I think I'll build an extractor tuning fixture next!
On the left is an aluminum mag well filler to keep the frame from being crushed when it is clamped in a vise.
Across the top is a lug iron. It is used to smooth or lower the slide locking lugs. You can just see a piece of emery cloth clamped in it on the left end.
Below the lug iron and to the left is a fixture to measure the distance from the breech face to the locking lugs. The small, rectangular piece is spring loaded and slides on the two dowel pins. It is locked in place with a set screw at the bottom.
To the right of the lug measuring fixture is a sear jig. It has an adjusting screw at the bottom to adjust the angle of the sear to match the hammer hooks.

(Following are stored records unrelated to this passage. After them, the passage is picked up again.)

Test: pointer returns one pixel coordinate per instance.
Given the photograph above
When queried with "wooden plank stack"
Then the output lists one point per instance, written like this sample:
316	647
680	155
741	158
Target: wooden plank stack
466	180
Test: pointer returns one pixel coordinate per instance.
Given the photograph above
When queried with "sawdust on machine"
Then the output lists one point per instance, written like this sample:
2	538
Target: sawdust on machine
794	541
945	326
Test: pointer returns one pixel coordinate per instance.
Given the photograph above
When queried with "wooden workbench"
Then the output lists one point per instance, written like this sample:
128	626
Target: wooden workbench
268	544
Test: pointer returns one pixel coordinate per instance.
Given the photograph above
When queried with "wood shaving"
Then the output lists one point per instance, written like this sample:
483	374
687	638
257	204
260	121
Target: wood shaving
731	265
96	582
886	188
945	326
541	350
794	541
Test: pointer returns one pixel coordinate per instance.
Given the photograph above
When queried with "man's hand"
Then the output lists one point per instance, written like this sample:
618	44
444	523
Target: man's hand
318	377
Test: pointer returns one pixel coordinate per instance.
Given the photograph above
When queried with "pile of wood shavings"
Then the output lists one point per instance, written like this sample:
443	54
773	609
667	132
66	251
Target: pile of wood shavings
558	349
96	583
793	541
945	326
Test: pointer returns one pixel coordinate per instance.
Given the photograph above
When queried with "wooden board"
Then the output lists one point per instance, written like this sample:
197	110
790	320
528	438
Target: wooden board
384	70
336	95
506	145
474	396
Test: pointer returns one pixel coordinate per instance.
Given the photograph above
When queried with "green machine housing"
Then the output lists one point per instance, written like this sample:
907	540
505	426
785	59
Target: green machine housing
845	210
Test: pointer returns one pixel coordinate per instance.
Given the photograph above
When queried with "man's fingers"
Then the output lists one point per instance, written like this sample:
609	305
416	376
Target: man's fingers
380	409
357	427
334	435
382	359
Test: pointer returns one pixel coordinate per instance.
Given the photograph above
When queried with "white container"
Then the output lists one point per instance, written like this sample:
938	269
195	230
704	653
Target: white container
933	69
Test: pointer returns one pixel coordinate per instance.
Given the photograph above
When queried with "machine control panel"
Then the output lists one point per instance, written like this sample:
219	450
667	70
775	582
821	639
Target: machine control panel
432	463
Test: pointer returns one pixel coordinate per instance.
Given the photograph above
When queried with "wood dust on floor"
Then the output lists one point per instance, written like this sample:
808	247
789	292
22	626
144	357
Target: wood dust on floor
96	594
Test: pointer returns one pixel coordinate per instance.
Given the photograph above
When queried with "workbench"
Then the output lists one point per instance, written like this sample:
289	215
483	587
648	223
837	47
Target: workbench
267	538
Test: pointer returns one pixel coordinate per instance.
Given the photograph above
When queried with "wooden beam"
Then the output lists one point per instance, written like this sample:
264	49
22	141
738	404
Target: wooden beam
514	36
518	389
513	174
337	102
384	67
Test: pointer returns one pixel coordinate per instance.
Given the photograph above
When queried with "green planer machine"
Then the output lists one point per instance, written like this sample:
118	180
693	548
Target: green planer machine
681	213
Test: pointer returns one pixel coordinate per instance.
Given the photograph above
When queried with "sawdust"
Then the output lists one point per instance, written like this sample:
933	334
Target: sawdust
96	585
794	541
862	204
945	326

Below those two tools is my barrel locking lug file. It has been surface ground to the nominal width of the lug recesses and is safe edged.
At the bottom right are two tools that work as a pair. The one with the slot is used to center the barrel in the slide when fitting the hood and lower lugs. The round piece above it fits in the guide rod/recoil spring tunnel and locks the barrel in place after it is centered and is used when cutting the bottom lugs.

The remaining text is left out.